Edge of Tomorrow

Lesezeit: 3 Minuten

usaEdge of Tomorrow (2014)

 

b00k6n5x30Regie: Doug Liman
Drehbuch: Dante Harper, Joby Harold, Alex Kurtzman, u.v.a.
Produktion: Erwin Stoff, Jason Hoffs, Gregory Jacobs, u.v.a.
Musik: Christophe Beck
Kamera: Dion Beebe
Darsteller: Tom Cruise, Emily Blunt, Brendan Gleeson, Bill Paxton, Jonas Armstrong, Tony Way, u.v.a.
Dauer: 103 Minuten
Romanvorlage: „Edge of Tomorrow“ von Hiroshi Sakurazaka

Inhaltsangabe:

In naher Zukunft: Die Aliens -genannt Mimics- sind über die Erde eingefallen und haben ganz Europa besetzt und die Menschen getötet. Bislang gab es seitens der Welt-Gemeinschaft kein probates Mittel gegen die mörderischen Aliens, wo sie offenbar hellseherische Fähigkeiten besitzen.

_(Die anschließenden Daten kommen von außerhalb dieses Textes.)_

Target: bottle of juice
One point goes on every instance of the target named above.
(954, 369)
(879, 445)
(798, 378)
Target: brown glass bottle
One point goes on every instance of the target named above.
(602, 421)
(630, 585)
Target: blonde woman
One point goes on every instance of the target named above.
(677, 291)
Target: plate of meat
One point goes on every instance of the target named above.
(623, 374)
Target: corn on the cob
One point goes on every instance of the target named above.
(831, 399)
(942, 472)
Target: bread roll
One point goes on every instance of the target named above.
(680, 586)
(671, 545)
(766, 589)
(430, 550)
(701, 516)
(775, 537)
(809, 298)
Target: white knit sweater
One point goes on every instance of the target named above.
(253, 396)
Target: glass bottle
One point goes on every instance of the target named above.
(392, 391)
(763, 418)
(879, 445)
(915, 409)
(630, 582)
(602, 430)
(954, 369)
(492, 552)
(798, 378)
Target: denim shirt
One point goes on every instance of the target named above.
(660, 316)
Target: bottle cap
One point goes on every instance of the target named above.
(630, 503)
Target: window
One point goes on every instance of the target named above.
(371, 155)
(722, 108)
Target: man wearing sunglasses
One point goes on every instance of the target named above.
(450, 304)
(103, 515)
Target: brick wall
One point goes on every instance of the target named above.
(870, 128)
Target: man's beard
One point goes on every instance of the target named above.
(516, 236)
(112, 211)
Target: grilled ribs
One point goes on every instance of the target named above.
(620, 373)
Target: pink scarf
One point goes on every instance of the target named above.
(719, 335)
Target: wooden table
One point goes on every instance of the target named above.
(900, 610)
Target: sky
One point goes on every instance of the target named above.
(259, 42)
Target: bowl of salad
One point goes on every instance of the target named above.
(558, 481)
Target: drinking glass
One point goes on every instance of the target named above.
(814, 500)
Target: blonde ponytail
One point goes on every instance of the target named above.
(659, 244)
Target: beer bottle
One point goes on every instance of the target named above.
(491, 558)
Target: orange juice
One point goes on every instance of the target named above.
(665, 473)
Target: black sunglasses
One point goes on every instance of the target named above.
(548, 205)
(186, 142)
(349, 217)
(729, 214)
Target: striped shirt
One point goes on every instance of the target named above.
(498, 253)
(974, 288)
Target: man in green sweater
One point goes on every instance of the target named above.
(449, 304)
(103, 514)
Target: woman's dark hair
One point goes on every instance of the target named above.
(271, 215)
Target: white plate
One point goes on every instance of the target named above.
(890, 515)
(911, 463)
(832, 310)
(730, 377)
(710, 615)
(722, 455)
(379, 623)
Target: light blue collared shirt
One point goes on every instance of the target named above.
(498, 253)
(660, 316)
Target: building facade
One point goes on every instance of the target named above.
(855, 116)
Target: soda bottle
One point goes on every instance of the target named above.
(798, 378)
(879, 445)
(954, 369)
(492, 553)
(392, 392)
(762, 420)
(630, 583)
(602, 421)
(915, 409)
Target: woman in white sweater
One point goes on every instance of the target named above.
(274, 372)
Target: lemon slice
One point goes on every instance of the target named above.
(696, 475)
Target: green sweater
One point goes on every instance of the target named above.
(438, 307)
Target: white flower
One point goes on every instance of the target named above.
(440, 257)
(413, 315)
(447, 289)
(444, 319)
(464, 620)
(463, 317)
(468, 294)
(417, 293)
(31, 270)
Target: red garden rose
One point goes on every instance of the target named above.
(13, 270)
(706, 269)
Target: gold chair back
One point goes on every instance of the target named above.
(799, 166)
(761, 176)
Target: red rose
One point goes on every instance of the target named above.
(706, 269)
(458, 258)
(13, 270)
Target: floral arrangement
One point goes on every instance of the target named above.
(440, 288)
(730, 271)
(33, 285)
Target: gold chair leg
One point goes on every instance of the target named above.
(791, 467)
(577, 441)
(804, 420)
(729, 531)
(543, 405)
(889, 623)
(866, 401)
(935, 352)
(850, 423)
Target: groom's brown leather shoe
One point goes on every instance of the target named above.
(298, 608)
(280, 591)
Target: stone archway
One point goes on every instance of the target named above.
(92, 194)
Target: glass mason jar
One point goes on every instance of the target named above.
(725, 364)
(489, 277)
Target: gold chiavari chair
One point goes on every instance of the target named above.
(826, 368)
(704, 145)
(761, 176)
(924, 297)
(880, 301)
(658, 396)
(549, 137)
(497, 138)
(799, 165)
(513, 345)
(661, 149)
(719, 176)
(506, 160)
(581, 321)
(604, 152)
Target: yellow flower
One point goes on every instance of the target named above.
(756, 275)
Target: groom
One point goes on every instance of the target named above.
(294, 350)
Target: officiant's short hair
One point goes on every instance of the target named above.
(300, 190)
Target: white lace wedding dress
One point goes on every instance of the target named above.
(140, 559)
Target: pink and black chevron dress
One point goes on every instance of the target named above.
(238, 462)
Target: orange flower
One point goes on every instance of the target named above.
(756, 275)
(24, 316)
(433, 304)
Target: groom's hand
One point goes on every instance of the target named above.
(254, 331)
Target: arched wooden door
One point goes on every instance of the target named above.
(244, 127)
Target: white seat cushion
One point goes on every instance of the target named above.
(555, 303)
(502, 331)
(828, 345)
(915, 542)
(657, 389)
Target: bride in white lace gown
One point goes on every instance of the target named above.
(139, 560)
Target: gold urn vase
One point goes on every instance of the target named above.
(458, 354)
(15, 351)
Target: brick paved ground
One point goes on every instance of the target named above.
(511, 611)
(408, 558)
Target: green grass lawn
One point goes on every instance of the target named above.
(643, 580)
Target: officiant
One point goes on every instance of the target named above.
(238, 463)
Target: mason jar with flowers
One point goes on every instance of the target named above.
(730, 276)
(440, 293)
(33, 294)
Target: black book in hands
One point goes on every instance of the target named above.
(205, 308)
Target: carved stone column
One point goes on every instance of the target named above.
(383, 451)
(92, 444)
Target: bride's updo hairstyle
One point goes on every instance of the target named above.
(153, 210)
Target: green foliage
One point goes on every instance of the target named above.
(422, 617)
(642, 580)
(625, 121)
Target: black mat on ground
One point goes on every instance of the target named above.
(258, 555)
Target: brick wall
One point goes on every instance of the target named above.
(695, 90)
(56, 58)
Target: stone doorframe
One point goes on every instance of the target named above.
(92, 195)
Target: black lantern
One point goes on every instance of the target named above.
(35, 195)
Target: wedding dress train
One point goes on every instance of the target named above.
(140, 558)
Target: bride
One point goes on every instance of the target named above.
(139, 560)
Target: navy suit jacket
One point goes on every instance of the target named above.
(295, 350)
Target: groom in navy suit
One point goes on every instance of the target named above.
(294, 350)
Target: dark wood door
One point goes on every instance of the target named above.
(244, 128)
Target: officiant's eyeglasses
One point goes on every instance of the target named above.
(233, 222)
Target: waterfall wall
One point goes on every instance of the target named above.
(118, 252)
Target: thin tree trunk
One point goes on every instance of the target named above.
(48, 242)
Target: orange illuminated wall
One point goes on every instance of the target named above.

Lt. Cage (Tome Cruise) soll eine großangelegte Operation begleiten. Da er jedoch über keinerlei Kampferfahrung verfügt, versucht er General Brigham (Brendan Gleeson) zu erpressen. Daraufhin wird er degradiert und in die Einheit „J“, geführt von Master Sergeant Farell (Bill Paxton), versetzt. Einheit J gehört zur Frontlinie an der französischen Atlantik-Küste und es wird ein furchtbares Gemetzel erwartet.

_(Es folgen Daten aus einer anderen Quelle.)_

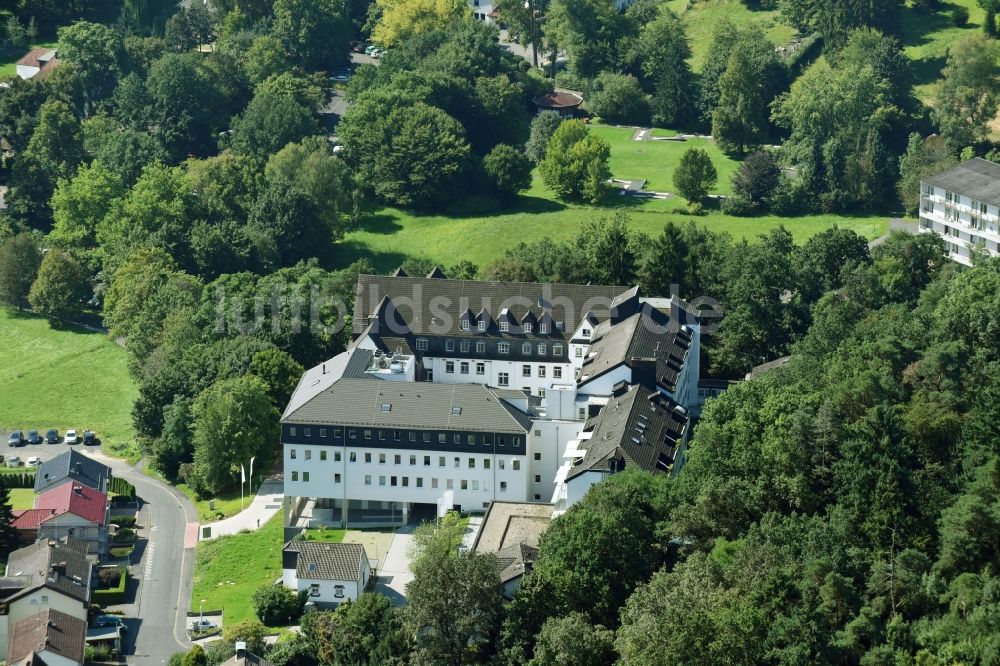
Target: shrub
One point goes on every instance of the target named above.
(618, 98)
(276, 605)
(508, 170)
(738, 206)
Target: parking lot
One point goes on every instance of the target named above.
(44, 450)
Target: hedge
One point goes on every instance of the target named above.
(121, 487)
(114, 595)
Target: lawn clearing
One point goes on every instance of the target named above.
(228, 570)
(657, 160)
(388, 236)
(63, 378)
(22, 498)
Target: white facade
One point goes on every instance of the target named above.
(961, 221)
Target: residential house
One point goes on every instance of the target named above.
(512, 531)
(962, 205)
(331, 573)
(67, 510)
(38, 62)
(47, 575)
(49, 638)
(72, 467)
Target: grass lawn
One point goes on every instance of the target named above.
(387, 236)
(700, 19)
(657, 160)
(9, 58)
(225, 506)
(22, 498)
(63, 377)
(229, 570)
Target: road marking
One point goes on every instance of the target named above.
(150, 553)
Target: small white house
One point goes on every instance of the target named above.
(331, 573)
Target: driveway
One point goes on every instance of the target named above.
(395, 571)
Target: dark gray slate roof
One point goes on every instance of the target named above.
(976, 178)
(640, 427)
(651, 342)
(352, 363)
(63, 567)
(465, 407)
(323, 561)
(422, 302)
(73, 464)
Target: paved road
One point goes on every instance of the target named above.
(164, 595)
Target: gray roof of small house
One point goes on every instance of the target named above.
(976, 178)
(422, 405)
(640, 427)
(73, 464)
(317, 560)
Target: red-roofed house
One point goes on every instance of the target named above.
(37, 62)
(71, 509)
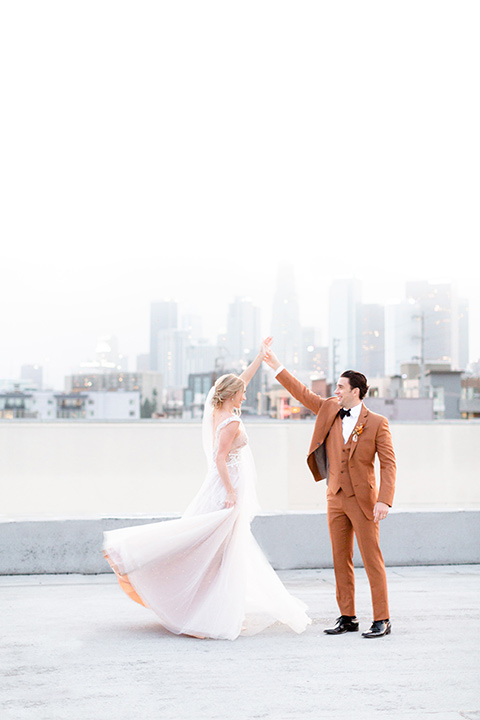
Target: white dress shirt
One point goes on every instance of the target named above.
(349, 422)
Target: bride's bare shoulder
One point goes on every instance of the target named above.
(219, 417)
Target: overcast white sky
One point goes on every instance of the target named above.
(183, 149)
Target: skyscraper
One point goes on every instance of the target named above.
(163, 316)
(345, 295)
(402, 335)
(371, 339)
(286, 328)
(243, 332)
(443, 318)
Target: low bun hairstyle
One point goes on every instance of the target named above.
(225, 388)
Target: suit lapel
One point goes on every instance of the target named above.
(362, 421)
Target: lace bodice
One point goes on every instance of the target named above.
(239, 441)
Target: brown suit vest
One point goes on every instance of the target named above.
(339, 455)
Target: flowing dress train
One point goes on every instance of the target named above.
(204, 573)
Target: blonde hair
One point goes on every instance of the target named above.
(225, 388)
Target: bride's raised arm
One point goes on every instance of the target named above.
(250, 371)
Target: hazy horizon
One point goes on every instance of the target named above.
(186, 149)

Mit schlechter Ausrüstung geht es an die Front und es passiert, was viele ahnen: Die gesamt Task Force wird mit Pauken und Trompeten eingestampft. Auch Cage kommt in Berührung mit den Mimics und kurz darauf fällt er. Doch zu seinem Erstaunen erwacht er wieder und erlebt den Tag seiner Degradierung und den darauf folgenden Ereignissen auf der Basis neu.

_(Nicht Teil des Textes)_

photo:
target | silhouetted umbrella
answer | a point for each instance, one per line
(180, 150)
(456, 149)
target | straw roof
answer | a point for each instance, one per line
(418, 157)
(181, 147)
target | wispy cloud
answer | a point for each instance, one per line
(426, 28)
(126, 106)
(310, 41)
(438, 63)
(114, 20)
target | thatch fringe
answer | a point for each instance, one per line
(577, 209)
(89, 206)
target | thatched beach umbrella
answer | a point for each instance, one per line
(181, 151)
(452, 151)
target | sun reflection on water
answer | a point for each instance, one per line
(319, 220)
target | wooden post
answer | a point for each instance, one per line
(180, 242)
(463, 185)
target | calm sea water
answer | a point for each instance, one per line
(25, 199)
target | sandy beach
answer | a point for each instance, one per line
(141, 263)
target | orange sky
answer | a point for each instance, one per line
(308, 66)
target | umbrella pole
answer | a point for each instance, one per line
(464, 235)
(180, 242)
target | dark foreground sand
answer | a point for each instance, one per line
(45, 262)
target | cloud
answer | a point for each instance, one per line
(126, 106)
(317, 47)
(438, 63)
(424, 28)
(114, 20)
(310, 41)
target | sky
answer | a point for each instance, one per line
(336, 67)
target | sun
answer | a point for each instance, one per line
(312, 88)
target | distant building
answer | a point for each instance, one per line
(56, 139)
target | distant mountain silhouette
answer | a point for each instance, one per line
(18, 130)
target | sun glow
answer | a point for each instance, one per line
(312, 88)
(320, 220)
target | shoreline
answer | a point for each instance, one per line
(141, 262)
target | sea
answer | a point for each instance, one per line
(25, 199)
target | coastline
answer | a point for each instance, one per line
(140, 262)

Nach einigen Malen erkennt er das Potential dieser Anomalie, aber er kann es nicht allein schaffen, die Aliens zu besiegen. Da nimmt er Kontakt mit Rita (Emily Blunt) auf und lässt sich von ihr ausbilden. Denn sie hatte nicht nur die Mimics als einzige in einer Schlacht bekämpft (und überlebt), sondern das Gleiche erlebt wie er. Gibt es eine Chance, die Aliens überhaupt je zu besiegen, wo sie ihnen doch immer ein Schritt voraus zu sein scheinen?

Mein Fazit:

Was für ein Fest für Tom Cruise-Hasser! Selten sind sie wohl in den Genuss gekommen, Tom Cruise immer wieder sterben zu sehen. Dabei ist die Vielfalt der Todesarten groß: Er wird unzählige Male erschossen, geschlachtet, durch die Luft geworfen und so einiges mehr.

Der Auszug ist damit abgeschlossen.